Les pépites de Pepys

En vidant les cartons destinés à remplir ma bibliothèque, j’ai découvert que je possédais deux exemplaires d’un livre que je n’avais jamais lu : le journal de Samuel Pepys (1633-1703). L’un d’eux provenait certainement de la collection de ma mère. Je l’ai pris, et l’ayant ouvert, j’ai picoré joyeusement pendant une heure ici et là dans ce texte direct, facétieux, sans apprêt, cocasse, extraordinairement proche et vivant.

. Chez Mrs Hunt, je trouve un Français, un de ses locataires, en train de dîner ; et juste quand j’entrai, il était en train d’embrasser ma femme, ce que je n’apprécie guère, bien qu’il n’y ait pas grand mal à cela.

8 mars. Au réveil, je me suis un peu emporté contre ma femme, quand elle me raconta qu’elle s’était procuré de l’urine de jeune chien et qu’elle s’en servait pour sa toilette.

2 août.

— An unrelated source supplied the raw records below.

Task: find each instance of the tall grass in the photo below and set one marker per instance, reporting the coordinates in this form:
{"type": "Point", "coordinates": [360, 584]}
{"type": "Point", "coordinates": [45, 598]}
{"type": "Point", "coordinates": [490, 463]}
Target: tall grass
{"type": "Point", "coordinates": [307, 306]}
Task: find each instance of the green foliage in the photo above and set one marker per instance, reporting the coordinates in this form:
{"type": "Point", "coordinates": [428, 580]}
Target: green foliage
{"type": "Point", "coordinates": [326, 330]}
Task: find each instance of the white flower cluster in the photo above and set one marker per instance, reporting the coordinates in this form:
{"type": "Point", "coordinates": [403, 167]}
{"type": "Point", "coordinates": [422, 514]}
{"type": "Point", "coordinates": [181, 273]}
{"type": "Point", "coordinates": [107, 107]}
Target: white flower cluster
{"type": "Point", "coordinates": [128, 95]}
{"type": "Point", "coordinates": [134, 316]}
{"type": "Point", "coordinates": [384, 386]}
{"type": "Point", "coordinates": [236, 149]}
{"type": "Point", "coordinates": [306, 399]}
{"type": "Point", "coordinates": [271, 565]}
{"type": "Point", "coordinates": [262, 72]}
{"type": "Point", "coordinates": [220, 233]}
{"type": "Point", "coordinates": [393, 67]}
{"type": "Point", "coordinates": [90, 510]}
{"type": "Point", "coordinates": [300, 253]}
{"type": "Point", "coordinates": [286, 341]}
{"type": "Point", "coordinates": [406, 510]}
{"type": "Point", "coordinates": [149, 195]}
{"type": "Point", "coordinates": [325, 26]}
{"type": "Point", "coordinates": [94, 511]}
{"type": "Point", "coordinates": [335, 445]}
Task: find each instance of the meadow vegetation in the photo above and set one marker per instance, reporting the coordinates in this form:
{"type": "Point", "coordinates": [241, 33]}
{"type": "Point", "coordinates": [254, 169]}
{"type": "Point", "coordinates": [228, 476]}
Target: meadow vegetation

Cet après-midi, ma femme est venue me dire qu’elle avait ses règles et m’enjoindre de m’en souvenir. Je lui demandai pourquoi, et elle me répondit qu’elle avait ses raisons. (…) Elle a dû remarquer que je n’avais pas couché avec elle depuis six mois, et elle s’imagine que je crains qu’elle ne soit enceinte d’un autre. Dieu sait si cette idée m’était jamais entrée dans la tête !

6 août (jour du seigneur). M’étant habillé, je me suis fait peigner par ma petite servante avec j’avoue que je sum demasiado kind, nuper ponendo mes mains in su des choses de son breast, mais il faut que je leave it, lest it bring me to alcune major inconvenience.

8 novembre. Comme c’était jour de jeûne, tout le monde était à l’église et moi bien tranquille au bureau.

10 mars. À vrai dire, je m’abandonne un peu au plaisir, considérant que c’est de mon âge. J’ai remarqué que la plupart des gens qui réussissent dans le monde oublient de s’amuser pendant le temps qu’ils mettent à s’enrichir. Et quand ils ont fait fortune, il est trop tard.


A l’époque où Samuel Pepys tient son journal, il est fonctionnaire, membre du conseil de l’Amirauté. L’Angleterre est en guerre avec les Provinces-Unies, la peste décime la population de Londres, et en septembre 1666 un immense incendie ravage la ville pendant plusieurs jours. Il parle bien sûr de tous ces événements, mais sur le même ton ou presque que celui dont il use pour noter la qualité de son sommeil, les humeurs de sa femme, les faveurs qu’il tire de quelques dames et domestiques (il s’exprime alors dans un étonnant sabir), ainsi que l’état de sa santé et de son appétit.

14 juin. J’étais vraiment mal en point, et suis donc rentré à la maison en fiacre pour me mettre au lit, sans aller du tout au bureau. Et, me gardant au chaud, je lâchai des vents, ce qui me soulagea.